“Form up into teams,” he said. He took Ginger’s hand before she could join the people she’d traveled with into the past. He drew her away from the spring and tilted her chin up with his fingers. “You are so beautiful,” he told her.
“In a pale, freckled sort of way,” she answered. She tried to sound light, but her voice came out tight and strained.
“I’ll miss you, Dr. Virginia White.” Words couldn’t begin to describe what having to separate was doing to him.
“Have I thanked you for rescuing me yet?” she asked. She gave him a brief, hard embrace. “It’s been a pleasure knowing you, Colonel Andrew Bern.”
He kissed her then. It was fierce and quick, and not enough. He ran the back of his hand across her cheek. “Hey, we made history.”
“Or something like it.”
He nodded, and his throat was too tight for him to manage to say more than, “Go.”
She gave him a sad smile, and went over to join Kaye and Owen who were already standing in the spring’s shallow pool. They each placed their left thumbs over the inside of their right wrists. Ginger’s gaze didn’t leave his.
“On my mark,” Kaye said. “Activate.”
Everyone pressed down hard on the retrieval implant.

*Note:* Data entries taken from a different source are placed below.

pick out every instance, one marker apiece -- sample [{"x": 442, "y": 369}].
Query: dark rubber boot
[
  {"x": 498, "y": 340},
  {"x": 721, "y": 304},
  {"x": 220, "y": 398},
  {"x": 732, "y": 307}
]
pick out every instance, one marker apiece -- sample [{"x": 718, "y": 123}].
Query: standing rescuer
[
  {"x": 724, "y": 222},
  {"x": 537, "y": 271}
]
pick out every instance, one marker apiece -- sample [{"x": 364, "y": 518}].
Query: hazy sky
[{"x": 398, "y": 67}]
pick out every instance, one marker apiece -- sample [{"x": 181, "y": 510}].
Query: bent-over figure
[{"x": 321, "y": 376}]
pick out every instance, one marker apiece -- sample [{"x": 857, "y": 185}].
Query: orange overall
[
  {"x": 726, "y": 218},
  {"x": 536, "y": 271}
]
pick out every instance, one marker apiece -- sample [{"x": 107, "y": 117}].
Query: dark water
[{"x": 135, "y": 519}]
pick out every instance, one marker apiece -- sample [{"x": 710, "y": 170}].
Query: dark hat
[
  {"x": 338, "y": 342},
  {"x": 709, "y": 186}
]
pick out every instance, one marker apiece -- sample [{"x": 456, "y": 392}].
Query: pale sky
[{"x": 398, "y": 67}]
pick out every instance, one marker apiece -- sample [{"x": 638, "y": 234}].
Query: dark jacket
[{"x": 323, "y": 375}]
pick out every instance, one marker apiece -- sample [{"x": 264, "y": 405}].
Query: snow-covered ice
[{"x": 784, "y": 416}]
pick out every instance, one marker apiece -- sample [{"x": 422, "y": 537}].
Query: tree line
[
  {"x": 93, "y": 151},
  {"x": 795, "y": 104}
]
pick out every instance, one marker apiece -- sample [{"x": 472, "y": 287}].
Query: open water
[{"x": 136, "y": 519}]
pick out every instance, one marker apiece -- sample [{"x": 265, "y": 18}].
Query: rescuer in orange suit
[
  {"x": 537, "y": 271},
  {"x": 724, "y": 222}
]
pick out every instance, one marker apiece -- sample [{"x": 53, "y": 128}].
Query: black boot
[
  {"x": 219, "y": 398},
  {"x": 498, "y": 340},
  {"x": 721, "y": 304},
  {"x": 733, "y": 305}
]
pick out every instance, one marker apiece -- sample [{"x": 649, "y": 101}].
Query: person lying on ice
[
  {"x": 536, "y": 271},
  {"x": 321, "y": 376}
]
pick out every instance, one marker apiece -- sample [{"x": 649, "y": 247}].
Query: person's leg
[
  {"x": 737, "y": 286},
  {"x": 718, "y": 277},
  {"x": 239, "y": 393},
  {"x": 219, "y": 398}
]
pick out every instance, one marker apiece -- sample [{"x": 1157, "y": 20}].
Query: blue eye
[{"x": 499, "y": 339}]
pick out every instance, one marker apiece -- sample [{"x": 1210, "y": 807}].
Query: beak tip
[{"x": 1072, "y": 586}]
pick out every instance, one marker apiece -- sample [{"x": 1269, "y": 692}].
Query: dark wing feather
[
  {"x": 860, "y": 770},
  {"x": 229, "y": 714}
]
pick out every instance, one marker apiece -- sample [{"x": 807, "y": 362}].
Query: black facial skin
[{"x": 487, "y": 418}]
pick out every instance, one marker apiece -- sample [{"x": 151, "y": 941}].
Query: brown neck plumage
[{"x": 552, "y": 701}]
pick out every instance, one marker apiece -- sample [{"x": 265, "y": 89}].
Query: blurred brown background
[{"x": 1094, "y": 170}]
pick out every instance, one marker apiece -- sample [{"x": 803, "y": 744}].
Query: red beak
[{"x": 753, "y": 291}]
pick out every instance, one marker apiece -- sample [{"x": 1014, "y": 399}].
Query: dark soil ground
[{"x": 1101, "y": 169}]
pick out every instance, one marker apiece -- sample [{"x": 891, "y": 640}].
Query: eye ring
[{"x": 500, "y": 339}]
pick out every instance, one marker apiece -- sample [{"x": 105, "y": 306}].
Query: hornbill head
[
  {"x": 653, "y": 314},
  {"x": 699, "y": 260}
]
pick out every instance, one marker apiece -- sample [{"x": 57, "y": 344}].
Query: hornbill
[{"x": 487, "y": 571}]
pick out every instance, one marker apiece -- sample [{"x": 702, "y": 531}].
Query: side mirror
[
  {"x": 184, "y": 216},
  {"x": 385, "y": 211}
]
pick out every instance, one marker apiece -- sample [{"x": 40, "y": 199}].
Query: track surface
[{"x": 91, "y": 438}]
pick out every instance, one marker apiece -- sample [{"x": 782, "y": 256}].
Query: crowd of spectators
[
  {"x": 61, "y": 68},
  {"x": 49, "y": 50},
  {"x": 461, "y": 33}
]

The column of light that sprang from the water blinded him. The roar of the shock wave was deafening. Bern refused to look away. The last thing he saw was Ginger’s face as she whispered, “Goodbye.”
Ginger looked up from the photo before her on the desk, and sighed. A copper bowl filled with water sat on the desk, but she wasn’t interested in looking into it. Being a psychic wasn’t as much fun for her as it used to be. It had been six months since she’d gotten back to her own time. Six months and three days to be precise, not that she was counting. She’d done the debriefing and written up her report, and been sent back to her regular life until such time as the TTP deemed her special skills necessary again. For now her regular life consisted of working with law enforcement on cold-case files, and being alone.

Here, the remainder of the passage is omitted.